Right now I have 42 tanks running, one is with crabs, I have 3 dogs and a bird. I used to breed persians. Worked for the humane society as a foster parent to dogs and cats. Have raised and kept aligators, monkeys, pigs, cats, dogs, geese, ponies, horses. rescued baby possums, baby raccoons, Have a degree in horse management, business management. A widow for 8 years, and still going strong even with health problems. So don't tell me I don't know what I am talking about or I don't know what your talking about. Been there and done that.


----------



## Miss Vicky (Jul 6, 2012)

Completely unrelated to the fish or crabs, but flea shampoo is really a big no- no, especially for cats. 

Many flea shampoos (as well as sprays, flea collars, and the more inexpensive topicals like Hartz, Sergent's, Bio-Spot, etc) contain pyrethrins/permethrin - a type of pesticide that has been known to cause liver failure, neurological damage and seizures in cats and in some dogs.

Also, this type of pesticide is completely ineffective.

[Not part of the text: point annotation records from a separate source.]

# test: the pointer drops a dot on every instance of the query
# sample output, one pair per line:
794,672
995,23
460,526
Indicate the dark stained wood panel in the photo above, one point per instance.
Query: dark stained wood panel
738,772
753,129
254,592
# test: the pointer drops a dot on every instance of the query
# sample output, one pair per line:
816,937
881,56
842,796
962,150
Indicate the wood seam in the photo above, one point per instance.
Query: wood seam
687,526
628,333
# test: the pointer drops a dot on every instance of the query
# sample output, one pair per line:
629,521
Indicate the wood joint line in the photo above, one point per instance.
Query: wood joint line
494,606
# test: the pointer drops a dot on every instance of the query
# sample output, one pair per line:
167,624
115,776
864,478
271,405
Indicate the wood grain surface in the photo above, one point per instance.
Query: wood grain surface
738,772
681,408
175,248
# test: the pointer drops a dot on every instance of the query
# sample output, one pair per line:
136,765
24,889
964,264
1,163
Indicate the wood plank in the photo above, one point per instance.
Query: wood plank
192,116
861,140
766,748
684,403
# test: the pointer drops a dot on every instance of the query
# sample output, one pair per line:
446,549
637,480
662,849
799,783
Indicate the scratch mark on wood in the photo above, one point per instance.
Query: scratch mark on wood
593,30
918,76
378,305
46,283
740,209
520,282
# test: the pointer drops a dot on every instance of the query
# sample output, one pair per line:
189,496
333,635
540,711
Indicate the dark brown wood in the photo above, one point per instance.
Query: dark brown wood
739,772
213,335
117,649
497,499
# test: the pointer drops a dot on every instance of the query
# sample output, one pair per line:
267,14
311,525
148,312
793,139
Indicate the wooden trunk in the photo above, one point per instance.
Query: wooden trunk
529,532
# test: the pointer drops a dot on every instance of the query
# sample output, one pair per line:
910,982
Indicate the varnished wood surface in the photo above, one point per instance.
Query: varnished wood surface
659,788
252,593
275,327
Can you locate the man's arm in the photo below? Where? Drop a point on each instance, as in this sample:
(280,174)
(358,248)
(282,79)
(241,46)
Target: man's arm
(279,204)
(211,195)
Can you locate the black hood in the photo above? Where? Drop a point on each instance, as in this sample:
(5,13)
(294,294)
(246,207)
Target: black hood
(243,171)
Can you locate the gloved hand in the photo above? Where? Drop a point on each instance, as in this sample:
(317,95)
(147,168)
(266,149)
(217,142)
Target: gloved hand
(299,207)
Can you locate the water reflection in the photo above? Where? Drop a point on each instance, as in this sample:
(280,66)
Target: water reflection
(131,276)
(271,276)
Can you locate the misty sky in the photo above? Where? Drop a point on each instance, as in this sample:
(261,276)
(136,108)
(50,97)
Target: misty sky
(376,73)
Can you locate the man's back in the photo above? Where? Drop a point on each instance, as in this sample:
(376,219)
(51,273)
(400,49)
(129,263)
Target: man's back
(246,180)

Sure the shampoo may kill any adult fleas that come in to contact with it, but it has no residual effect and does not kill eggs, larva or pupa. Not to mention the fact that it could also kill the cat. 

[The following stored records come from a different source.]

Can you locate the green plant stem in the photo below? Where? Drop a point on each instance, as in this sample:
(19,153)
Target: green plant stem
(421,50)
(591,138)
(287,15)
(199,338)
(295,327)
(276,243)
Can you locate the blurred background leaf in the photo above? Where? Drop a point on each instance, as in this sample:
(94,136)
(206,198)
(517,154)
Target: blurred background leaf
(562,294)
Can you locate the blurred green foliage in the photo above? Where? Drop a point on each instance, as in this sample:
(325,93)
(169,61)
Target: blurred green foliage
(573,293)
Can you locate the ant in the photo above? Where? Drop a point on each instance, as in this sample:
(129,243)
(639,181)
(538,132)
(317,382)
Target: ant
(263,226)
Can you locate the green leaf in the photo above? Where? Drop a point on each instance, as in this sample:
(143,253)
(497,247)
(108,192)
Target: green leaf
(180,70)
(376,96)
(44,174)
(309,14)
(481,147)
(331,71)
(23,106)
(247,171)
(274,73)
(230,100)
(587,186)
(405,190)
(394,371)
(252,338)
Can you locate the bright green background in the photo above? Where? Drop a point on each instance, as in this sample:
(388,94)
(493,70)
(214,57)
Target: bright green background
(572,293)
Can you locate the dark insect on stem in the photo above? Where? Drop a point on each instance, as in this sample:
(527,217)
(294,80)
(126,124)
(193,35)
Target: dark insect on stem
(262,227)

If you insist on using a shampoo, consult your vet about the right one to use. Otherwise you should purchase Advantage, Frontline or Revolution as these products do not contain pymethrins and are actually effective flea controls. Plus there's no bath needed and you're much less likely to get scratched.

I've worked as a receptionist in veterinary clinics for about 10 years and have seen many such cases. All too often people think they're saving money by buying inexpensive over the counter products and instead it ends up costing them more than they ever bargained for because they get stuck with a huge vet bill and/or possibly a dead pet.


----------



## majerah1 (Oct 29, 2010)

I am curious as to what relevance owing other pets is to having a fish tank or a crab tank?


----------



## Miss Vicky (Jul 6, 2012)

majerah1 said:


> I am curious as to what relevance owning other pets is to having a fish tank or a crab tank?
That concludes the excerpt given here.